Basics of the King Report Bailout Plan
• Directly recapitalize banks by the US government allocating $500B into a plan for community-type banks to increase their capital in partnership with the government.
• The government would match existing or some percentage of existing bank capital. If it would be better, a separate bank could be created. Place a limit of say $1B per bank.
• This would create $5 trillion of credit at conservative 10 to 1 leverage. This is more than the entire private mortgage market. It is a much better use of capital instead of absorbing $700B of losses with no means to discern resultant credit creation.
• Give the banks a tax rate of 15% on consumer and commercial lending for 5 years and the right to buy out the government share of the operation at some premium.
• Only banks that meet some metric, like a Texas Ratio of 50, are eligible.
• To help the big banks, allow them to create a consumer & commercial lending facility with the 15% tax rate benefit. This should entice private equity and sovereign funds as well as Wall Street remuneration that was garnered over the past decade or so.
• Prohibit trading, especially derivatives, in consumer & commercial lending operations. However, pure hedging would be allowed.
• Immediately increase FDIC-insured bank deposits and money funds to $1 million per eligible account.
• Foreign banks in the US could be included if they have respective funding from their government.
• The real estate problem is due to the fact that American incomes do NOT support current prices. Easy credit allowed them to purchase homes they couldn’t afford.

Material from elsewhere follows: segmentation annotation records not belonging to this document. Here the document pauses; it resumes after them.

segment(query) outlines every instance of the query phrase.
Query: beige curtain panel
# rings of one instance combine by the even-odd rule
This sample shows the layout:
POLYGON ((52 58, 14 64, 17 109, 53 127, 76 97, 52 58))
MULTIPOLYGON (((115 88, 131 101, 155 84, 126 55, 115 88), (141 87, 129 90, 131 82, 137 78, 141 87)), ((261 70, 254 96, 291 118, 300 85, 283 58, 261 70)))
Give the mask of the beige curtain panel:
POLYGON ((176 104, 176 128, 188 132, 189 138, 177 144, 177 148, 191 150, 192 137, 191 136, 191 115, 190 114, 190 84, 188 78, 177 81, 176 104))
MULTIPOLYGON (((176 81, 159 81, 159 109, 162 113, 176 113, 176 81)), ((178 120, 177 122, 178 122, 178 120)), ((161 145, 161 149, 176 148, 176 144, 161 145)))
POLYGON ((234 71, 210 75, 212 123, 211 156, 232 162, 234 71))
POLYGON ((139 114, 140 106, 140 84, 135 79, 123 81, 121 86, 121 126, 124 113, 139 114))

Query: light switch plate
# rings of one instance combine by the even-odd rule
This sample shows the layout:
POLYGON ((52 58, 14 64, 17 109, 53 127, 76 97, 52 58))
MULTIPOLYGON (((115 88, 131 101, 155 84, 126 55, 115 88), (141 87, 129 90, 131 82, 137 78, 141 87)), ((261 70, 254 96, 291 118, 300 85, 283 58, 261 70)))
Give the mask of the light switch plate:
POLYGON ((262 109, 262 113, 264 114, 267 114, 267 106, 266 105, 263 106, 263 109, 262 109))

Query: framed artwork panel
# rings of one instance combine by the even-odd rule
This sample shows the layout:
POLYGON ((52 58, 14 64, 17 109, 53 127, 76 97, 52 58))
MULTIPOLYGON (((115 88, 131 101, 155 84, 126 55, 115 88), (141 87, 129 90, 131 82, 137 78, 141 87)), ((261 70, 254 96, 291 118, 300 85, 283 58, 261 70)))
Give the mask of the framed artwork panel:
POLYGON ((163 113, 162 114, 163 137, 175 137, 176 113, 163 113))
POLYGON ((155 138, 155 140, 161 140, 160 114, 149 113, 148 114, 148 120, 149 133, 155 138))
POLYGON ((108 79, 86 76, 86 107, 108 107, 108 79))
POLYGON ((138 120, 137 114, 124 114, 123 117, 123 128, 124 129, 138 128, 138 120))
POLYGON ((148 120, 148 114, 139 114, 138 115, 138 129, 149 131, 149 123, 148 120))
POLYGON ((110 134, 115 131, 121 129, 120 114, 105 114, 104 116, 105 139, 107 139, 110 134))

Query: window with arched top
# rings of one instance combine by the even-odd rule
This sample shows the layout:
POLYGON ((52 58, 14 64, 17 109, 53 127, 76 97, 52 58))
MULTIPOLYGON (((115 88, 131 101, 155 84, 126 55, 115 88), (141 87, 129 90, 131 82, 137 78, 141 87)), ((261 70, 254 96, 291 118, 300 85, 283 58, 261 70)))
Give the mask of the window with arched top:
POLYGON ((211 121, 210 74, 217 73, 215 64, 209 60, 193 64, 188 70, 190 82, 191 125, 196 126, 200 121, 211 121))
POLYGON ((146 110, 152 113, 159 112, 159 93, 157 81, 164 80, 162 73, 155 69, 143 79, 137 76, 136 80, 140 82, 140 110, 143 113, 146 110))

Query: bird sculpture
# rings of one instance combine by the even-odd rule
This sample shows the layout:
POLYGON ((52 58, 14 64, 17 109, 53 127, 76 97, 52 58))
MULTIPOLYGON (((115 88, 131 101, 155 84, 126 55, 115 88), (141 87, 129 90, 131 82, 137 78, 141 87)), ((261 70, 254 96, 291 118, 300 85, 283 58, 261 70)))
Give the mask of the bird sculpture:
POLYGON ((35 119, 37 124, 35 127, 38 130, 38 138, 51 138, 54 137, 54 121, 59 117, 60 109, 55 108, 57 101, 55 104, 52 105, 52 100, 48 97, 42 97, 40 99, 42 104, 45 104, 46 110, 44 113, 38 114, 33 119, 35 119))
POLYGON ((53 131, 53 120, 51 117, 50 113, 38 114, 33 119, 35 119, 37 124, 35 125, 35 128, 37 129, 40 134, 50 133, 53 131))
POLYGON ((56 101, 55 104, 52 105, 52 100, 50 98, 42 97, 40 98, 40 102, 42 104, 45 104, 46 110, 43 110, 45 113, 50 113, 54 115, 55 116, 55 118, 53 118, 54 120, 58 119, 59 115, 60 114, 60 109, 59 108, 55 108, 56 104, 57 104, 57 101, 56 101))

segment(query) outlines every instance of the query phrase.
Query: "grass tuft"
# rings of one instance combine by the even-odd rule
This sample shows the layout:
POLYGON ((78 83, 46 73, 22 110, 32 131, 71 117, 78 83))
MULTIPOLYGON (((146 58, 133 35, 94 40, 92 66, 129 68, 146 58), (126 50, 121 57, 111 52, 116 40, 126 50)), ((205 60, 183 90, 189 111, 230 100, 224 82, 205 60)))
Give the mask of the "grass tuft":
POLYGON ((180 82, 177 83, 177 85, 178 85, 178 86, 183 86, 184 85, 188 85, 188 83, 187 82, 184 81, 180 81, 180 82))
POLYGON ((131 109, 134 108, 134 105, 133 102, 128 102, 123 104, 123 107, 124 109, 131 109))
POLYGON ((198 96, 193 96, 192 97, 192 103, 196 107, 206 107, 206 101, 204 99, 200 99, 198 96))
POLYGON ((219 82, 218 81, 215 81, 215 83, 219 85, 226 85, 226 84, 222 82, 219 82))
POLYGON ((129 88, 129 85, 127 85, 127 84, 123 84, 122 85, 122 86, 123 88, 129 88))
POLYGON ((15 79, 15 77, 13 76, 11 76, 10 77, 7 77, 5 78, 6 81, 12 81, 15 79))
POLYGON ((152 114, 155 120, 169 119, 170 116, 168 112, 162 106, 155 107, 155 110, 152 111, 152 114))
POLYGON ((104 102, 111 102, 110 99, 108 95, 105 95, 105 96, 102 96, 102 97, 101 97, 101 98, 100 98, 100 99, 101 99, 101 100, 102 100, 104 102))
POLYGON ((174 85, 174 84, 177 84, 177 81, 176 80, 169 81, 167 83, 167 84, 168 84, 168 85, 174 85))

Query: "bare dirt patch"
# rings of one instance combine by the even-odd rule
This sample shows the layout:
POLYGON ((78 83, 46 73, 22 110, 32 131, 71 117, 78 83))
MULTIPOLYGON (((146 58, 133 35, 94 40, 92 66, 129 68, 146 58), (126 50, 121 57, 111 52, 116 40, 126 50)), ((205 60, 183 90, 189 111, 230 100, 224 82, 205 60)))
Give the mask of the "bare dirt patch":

• Any solution to clear the real estate market must entail hiking income, which is very difficult, or allowing prices to drop to levels that the average American can support. This helps average Americans, not the big banks and investors stuck with overpriced mortgages.
• No bailout for the imprudent and reckless but a means to directly help Americans and procure capital from private and sovereign sources because a new financial system must be implemented.
• This is not likely to be the final model but it is a stop-gap measure that will resonate with average Americans. It’s a way to connect with Middle America because it benefits them directly and is not an exclusive Wall Street bailout.
• The cause of our current financial morass is Big Government + Big Business = Crony Capitalism + Funny Money = concentration of wealth and risk + declining US living standards.
• The solution is decentralization of the financial system, like the tech industry, which will lower systemic risk, foster competition and yield better ideas, services and companies.